For the past two weeks I've been Stretched. Pulled. Pushed. Maxed out.
Several times in the past 15 days saying, "I don't want to do this anymore. I chose this course, so I can unchoose it. I can just go back to not being stretched and pushed and pulled."
Life in the comfort zone doesn't hurt you.
But it doesn't help you either.
New challenges are hard. Which is why I've been avoiding them for a while. Then one came my way completely uninvited, but when I heard about it, I knew I had to do it.
And I've been here before. A few times.
On a winter day, not too long ago, I had the same emotions. I can relive it vividly without much effort.
It's cold out, snowing lightly. I'm walking into the locker room. I'm tired. My tailbone is hurting. There's a burning in my right knee from repeated falls. I hurt pretty much everywhere, I'm physically exhausted, and the day is just beginning.
I'm in way over my head. Why did I think I could do this?
I take a deep breath and resolve that unless a miracle happens, this'll be my last day. I'll give it a shot for one. more. day.
At my locker sitting on the bench. I pull on my crash pads. I started the week without them. That was a mistake. I pull on my pants that drag on the ground without my boots I tighten the belt and sit back down. Why can't I just stay here?
I pull on my left boot, stomp the heel on the floor to make sure I'm in. Then I pull hard on the laces nearly cutting off the circulation.

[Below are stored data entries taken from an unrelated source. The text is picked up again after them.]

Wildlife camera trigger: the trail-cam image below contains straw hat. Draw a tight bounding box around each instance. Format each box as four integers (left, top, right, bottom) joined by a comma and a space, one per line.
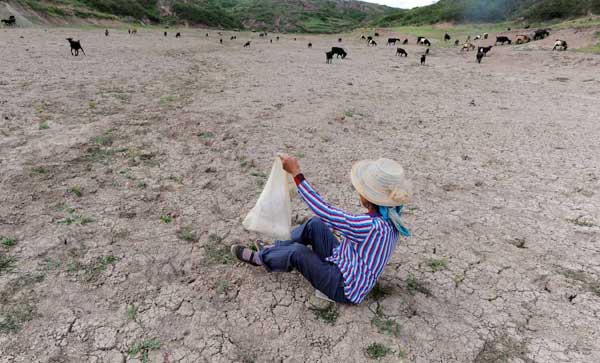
351, 158, 412, 207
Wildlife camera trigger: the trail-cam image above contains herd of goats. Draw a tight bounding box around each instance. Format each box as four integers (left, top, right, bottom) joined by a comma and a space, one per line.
1, 14, 570, 65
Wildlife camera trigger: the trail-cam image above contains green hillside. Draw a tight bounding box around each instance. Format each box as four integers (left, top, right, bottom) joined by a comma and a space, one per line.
11, 0, 395, 33
376, 0, 600, 26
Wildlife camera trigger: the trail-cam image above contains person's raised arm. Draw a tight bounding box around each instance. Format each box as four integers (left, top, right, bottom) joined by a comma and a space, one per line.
279, 154, 373, 240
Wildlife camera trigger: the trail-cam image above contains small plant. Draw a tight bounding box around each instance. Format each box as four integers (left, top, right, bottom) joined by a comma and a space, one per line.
204, 244, 233, 265
370, 282, 392, 300
89, 100, 97, 109
372, 315, 401, 337
137, 181, 147, 189
428, 258, 447, 272
39, 121, 49, 130
452, 273, 465, 287
567, 215, 595, 227
31, 166, 48, 174
95, 129, 115, 146
310, 303, 338, 325
160, 215, 173, 224
127, 304, 138, 321
344, 110, 354, 118
0, 315, 20, 333
1, 236, 17, 248
405, 275, 431, 296
58, 207, 95, 226
129, 339, 161, 363
69, 185, 82, 197
365, 343, 391, 359
197, 131, 214, 138
0, 255, 16, 274
215, 279, 231, 294
177, 226, 198, 242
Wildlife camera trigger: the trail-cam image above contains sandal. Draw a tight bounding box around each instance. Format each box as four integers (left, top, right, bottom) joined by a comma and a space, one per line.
254, 239, 270, 252
230, 245, 261, 266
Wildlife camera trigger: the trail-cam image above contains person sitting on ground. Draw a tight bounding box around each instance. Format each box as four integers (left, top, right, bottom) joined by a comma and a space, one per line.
232, 154, 412, 304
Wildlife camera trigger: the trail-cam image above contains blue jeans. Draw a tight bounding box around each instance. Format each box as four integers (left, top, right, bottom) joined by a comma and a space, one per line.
259, 217, 352, 304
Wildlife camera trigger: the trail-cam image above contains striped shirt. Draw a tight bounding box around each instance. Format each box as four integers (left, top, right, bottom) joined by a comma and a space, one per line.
296, 176, 400, 304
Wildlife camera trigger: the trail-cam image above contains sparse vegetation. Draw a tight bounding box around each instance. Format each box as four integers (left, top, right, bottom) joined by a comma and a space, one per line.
365, 342, 392, 359
405, 275, 431, 296
177, 226, 199, 242
428, 258, 447, 272
215, 279, 231, 294
127, 304, 138, 321
69, 185, 83, 197
310, 302, 338, 325
129, 339, 161, 363
38, 121, 49, 130
1, 236, 17, 248
160, 214, 173, 224
0, 255, 16, 274
58, 207, 95, 225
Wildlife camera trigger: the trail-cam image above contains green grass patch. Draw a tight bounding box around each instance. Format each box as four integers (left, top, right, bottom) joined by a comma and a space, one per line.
1, 237, 17, 248
58, 207, 95, 225
365, 343, 392, 359
311, 302, 339, 325
160, 215, 173, 224
0, 255, 16, 274
39, 121, 49, 130
177, 226, 198, 242
405, 275, 431, 296
428, 258, 447, 272
129, 339, 161, 363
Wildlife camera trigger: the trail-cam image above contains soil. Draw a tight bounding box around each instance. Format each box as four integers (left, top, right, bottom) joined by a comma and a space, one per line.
1, 26, 599, 363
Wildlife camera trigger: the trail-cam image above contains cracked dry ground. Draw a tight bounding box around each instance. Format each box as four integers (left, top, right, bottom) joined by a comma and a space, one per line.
1, 28, 599, 363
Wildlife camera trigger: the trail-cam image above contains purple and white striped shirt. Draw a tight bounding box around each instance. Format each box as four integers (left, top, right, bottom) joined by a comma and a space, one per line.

I repeat the process with the right boot. Then I get up in my soccer goalie stance and rock back and forth a little - the final check to make sure my boots will hold me in. It's a process.

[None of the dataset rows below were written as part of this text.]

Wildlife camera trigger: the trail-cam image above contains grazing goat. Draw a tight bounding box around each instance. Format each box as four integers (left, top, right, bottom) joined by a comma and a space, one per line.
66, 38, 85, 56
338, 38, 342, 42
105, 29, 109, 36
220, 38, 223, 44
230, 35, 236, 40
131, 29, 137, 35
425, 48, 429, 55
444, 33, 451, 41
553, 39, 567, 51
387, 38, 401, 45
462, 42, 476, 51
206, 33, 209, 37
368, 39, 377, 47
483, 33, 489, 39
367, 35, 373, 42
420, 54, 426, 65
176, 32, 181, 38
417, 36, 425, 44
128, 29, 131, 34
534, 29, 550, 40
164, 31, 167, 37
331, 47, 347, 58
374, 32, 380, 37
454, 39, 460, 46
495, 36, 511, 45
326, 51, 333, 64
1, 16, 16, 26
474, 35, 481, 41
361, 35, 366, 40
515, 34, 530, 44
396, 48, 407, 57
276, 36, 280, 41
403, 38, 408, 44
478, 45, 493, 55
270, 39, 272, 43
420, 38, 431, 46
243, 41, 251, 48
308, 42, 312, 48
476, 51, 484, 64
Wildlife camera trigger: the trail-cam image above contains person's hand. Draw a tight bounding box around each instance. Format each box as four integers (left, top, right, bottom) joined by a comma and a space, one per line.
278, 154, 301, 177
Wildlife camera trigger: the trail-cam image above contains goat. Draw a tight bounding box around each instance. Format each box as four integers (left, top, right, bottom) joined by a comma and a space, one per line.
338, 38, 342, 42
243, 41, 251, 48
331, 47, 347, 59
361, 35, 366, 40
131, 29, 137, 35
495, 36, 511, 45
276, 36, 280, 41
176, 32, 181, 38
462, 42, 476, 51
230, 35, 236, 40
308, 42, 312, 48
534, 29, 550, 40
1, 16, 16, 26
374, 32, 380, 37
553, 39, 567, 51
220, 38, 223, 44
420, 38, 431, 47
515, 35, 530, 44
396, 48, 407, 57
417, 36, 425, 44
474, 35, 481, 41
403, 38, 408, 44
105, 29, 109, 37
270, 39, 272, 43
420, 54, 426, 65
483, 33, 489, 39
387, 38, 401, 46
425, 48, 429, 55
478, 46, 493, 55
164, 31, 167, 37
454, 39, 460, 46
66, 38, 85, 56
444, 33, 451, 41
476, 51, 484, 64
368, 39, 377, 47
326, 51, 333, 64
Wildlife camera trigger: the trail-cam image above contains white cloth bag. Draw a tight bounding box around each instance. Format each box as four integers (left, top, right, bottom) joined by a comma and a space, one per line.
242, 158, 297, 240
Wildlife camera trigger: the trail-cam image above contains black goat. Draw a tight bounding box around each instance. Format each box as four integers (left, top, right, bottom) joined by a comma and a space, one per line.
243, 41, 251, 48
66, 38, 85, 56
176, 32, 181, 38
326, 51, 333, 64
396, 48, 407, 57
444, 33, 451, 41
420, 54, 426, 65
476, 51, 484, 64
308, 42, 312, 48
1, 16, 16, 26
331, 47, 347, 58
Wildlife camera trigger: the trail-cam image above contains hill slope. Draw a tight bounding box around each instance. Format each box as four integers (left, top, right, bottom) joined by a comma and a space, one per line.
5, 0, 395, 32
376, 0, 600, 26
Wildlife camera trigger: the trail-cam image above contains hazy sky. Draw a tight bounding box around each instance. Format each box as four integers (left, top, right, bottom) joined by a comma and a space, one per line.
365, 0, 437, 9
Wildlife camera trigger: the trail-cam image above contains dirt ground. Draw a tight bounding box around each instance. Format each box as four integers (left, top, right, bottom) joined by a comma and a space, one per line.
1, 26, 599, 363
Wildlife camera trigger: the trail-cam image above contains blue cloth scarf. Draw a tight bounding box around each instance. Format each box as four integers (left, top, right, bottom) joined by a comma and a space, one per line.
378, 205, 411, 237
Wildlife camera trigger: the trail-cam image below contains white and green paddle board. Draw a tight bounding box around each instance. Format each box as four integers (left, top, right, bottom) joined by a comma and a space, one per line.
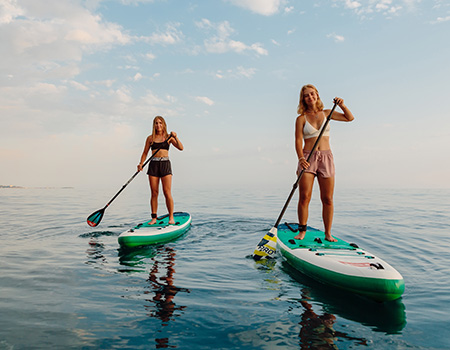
277, 223, 404, 302
118, 212, 191, 248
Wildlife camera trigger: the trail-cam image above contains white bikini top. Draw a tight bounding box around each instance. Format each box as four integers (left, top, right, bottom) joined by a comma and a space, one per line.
303, 115, 330, 139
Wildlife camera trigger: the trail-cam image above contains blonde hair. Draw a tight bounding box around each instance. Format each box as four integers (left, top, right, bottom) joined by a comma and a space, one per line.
152, 116, 169, 139
297, 84, 324, 115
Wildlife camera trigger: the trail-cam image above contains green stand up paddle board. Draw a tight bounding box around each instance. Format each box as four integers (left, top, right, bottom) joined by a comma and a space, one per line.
277, 223, 405, 302
118, 212, 191, 248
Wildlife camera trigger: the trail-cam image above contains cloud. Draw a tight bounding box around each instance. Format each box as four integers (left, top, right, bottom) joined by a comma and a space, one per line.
141, 91, 176, 106
284, 6, 294, 14
195, 96, 215, 106
227, 0, 285, 16
337, 0, 420, 17
344, 0, 362, 10
215, 66, 256, 79
431, 15, 450, 24
0, 0, 24, 24
195, 19, 268, 56
0, 0, 133, 87
67, 80, 89, 91
0, 1, 185, 90
133, 72, 143, 81
327, 33, 345, 42
119, 0, 156, 4
145, 52, 156, 60
142, 23, 183, 45
114, 86, 133, 103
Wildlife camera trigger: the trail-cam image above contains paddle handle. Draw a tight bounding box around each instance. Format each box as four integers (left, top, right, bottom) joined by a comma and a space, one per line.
102, 134, 173, 209
273, 101, 338, 228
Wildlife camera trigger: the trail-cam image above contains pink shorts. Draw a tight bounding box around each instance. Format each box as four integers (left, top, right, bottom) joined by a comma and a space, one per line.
297, 149, 335, 178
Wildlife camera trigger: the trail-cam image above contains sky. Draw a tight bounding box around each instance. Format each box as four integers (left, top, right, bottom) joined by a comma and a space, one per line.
1, 0, 450, 191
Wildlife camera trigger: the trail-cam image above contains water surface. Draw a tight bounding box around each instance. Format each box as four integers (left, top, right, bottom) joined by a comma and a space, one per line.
0, 186, 449, 349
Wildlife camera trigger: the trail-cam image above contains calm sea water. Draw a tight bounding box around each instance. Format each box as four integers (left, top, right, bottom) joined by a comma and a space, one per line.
1, 185, 449, 349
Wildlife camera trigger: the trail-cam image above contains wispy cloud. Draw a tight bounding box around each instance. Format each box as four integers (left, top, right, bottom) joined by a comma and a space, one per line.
327, 33, 345, 43
0, 0, 132, 87
226, 0, 286, 16
431, 15, 450, 24
0, 0, 24, 24
337, 0, 420, 17
195, 96, 215, 106
141, 23, 184, 45
343, 0, 362, 10
215, 66, 257, 79
284, 6, 294, 14
195, 19, 268, 56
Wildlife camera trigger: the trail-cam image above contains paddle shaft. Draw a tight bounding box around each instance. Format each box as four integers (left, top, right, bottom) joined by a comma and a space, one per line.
273, 102, 338, 228
100, 134, 172, 211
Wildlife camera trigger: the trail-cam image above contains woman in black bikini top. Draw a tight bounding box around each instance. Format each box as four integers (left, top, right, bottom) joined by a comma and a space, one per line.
137, 116, 184, 225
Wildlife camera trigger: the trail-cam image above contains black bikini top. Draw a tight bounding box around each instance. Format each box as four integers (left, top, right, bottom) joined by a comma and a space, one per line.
151, 140, 170, 150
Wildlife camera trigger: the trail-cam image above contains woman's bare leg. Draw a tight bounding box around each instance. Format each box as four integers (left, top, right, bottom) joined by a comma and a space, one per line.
161, 175, 175, 224
149, 176, 160, 224
317, 176, 337, 242
295, 173, 315, 239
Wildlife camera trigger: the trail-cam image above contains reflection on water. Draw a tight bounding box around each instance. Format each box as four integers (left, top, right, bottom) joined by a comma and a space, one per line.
119, 245, 190, 349
282, 262, 407, 335
145, 246, 190, 325
117, 245, 158, 273
247, 257, 406, 349
85, 239, 107, 264
297, 288, 367, 349
85, 237, 190, 349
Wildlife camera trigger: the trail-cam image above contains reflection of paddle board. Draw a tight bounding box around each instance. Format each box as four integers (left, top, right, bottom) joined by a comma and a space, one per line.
277, 224, 405, 302
118, 212, 191, 248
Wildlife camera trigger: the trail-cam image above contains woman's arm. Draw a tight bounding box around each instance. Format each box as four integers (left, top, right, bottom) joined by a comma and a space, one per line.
170, 132, 184, 151
137, 135, 152, 171
329, 97, 355, 122
295, 116, 305, 160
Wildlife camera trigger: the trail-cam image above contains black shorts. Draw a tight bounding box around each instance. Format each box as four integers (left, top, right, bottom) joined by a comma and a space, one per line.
147, 159, 172, 177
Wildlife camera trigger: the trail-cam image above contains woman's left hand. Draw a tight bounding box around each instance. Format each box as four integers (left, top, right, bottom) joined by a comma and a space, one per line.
334, 97, 344, 106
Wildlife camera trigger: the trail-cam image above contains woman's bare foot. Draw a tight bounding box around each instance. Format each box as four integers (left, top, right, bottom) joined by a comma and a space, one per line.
294, 231, 306, 240
149, 218, 157, 225
325, 234, 337, 242
169, 217, 175, 224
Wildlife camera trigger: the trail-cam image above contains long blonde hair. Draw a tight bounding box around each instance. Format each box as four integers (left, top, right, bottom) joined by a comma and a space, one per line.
297, 84, 324, 115
152, 116, 169, 139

Everybody around me seems glad to be here. They're clearly having a different experience I am. I'm too old for this. The next oldest new guy is 24 - exactly half my age.
I zip my coat to the top, because it's cold outside. I put on my helmet, pull on my gloves, make sure my pass is in my pocket.
"Here goes." I say to myself and walk over to get my snowboard from the top rack in the team gear room.
I'm out in the cold again, walking to the post. The post is where we meet for training. The post is where, if I make it that far, I'll meet my learners. I'm not going to make it that far. I'm not going to make it past today.
I'm not the last of the class to arrive at the post. There's Jerome - pronounced like Jeremy - he's from CA. A sponsored rider who's full of positivity and always encouraging me - no matter how slow I am and how long he and the class have to wait for me. He's 18, and I want to be like him someday.
It's not that I haven't tried. I've done all the homework, I've done all the drills, and except for the that little stretch of black diamond in the middle of one of our paths down the mountain, I've done all the terrain. I'm just much slower and much less confident than the rest of the group. I'm bravely doing everything they've asked me to do, but the rest of my team quite literally cut their teeth in the terrain park. I didn't strap on this stupid board until the year I turned 40.
What am I even doing here? Three days in, I'm exhausted, dehydrated, and bruised and aching.
The rest of my team of new instructors are here now. Maybe Jaime won't show up. Maybe they'll just send us home. Nope, there she is, ah crap.
She tells us the plan for the morning and then we head off to the high-speed quad lift. There are 7 of us in the class. We can't all ride together so Jaime sends the rest of the team up in two chairs and she rides with me.
"I know this is discouraging." she said. Apparently, I'm pretty easy to read. "But I don't want you to quit. You already know more than anyone you're ever going to teach, and I don't care if you're an expert rider. You have something I don't see in the others. I can tell you want to teach. So don't give up. We're almost through this and this is the hardest it's ever going to get."
Jaime's pretty good with the speeches.
She's also pretty good at reading people. She's right about me. I AM discouraged. But, I also do love to teach.
I decide to stick it out. Without going into much detail, it got much worse that day, but Jaime found a way to get me through it and even provide me with an experience that strengthened my resolve to stay.
For the past two weeks, I've been stretched and pulled and pushed again.
I'm in way over my head. What made me think I could do this? Some of the new tech has lapped me a few times, since I pulled into the pit a 4 years ago. But in the past two weeks, I spent the time I had to, late nights and early mornings, and I'm back in the pack.
Today, I feel like I've pushed through. Today I feel like the end of the third day of my snowboard instructor coaching. I'm bruised and sore, but I can see why I'm doing it. I'm doing it because Jaime was right. I want to teach. I've come through the hardest part. I get the opportunity to make managers better. I get the opportunity to make work better. And like Jaime said, I'm going to know more than anybody I ever teach.